The Bromwell Street families stand to be evicted from their homes on Monday September 26.
“This application will seek to affirm the City’s obligation to Bromwell Street’s families, a principle which should extend to other working class people who face eviction and removal from their homes. It should pave the way for an overdue programme to provide evictees with temporary alternative accommodation, as near as possible to the homes from which they are evicted,” Mr Knoetze said.
The organisation said the residents were prejudiced in the court proceedings which led to the Woodstock Hub securing an eviction order against them in March.
“This order was handed down after a purported agreement between our clients and the Woodstock Hub, via their respective legal representatives at the time. The eviction order was therefore not granted following a full hearing, where the court determined whether an eviction would be just and equitable as required by the Prevention of Illegal Eviction and Unlawful Occupation Act,” said Mr Knoetze.
“Our clients have maintained that they were not privy or in agreement to the eviction order.
“An eviction following from that order would not be just and equitable, because it will render our clients homeless and destitute.”
Mr Knoetze said the residents had been ordered to vacate their homes by Sunday July 31, and had tried to find suitable and affordable alternative places to stay, but could not.
The vacation date was postponed to Friday September 9, after another agreement between the tenants and the Woodstock Hub, and again to Monday September 26, after an intervention by Mayor Patricia de Lille.
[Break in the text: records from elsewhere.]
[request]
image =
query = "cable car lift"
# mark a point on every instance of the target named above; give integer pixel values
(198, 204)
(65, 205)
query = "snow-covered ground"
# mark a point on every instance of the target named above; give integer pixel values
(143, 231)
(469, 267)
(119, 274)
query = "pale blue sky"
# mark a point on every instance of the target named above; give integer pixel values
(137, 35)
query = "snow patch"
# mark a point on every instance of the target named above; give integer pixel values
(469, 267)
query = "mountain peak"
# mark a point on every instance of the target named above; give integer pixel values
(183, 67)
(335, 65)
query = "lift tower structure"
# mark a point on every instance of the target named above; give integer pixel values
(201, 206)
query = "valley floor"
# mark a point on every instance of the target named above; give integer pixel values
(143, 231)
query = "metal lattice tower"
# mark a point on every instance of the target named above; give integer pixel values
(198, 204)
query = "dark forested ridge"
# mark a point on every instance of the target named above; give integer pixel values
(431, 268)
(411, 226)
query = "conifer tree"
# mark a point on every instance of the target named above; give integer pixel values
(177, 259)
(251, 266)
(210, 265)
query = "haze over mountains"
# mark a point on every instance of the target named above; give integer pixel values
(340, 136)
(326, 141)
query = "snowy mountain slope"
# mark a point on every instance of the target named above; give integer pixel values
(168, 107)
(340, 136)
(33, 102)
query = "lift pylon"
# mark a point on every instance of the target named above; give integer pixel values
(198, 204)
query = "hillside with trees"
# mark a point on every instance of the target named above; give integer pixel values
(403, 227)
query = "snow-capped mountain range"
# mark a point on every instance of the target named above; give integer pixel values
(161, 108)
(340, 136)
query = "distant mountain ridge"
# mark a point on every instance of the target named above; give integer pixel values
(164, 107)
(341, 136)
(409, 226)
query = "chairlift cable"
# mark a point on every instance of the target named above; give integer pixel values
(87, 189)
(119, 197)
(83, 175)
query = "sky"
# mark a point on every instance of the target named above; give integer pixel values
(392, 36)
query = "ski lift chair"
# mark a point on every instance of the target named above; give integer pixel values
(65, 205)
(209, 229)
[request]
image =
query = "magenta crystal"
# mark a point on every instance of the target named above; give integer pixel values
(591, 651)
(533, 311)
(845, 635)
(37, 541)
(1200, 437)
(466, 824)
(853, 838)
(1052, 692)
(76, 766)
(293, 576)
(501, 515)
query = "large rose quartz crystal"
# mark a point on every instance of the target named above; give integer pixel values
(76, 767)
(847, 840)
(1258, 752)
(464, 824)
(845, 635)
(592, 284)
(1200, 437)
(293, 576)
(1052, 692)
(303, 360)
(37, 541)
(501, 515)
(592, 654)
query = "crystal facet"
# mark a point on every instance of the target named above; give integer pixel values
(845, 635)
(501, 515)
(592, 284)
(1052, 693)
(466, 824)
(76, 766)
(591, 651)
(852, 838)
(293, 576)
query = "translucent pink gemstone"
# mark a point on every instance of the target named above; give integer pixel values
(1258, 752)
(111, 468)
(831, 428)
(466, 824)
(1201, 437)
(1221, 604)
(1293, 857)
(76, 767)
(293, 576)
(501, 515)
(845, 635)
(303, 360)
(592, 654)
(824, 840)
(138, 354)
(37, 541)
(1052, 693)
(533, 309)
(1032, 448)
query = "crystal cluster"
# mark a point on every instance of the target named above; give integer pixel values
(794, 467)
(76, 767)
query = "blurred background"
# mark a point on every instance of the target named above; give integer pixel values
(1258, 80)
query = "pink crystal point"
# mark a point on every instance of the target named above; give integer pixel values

“At a visit to our clients on Thursday September 8, Mayor De Lille said that the City did not have an obligation to provide our clients with temporary alternative accommodation in the area. She, however, undertook to look into the possibility of availing City-owned land in the area to relocate and rehouse our clients temporarily.
“In this application, we will argue that the mayor’s claim that the City does not have an obligation to provide temporary alternative accommodation for the Bromwell Street families has no merit and is contrary to the obligations of a municipality as pronounced upon in a number of Constitutional Court and Supreme Court of Appeal decisions. For example, in 2011, in the City of Johannesburg Metropolitan Municipality v Blue Moonlight Properties 39 (Pty) Ltd and another matter, the Constitutional Court ruled that municipalities were constitutionally obliged to provide evictees with temporary alternative accommodation as near as feasibly possible to the area from which they are evicted.”
Ndifuna Ukwazi would ask the court to confirm the City’s obligation and to direct the City to provide the Bromwell Street residents with temporary alternative accommodation within three months, said Mr Knoetze.
The City had not responded to queries at the time of going to print.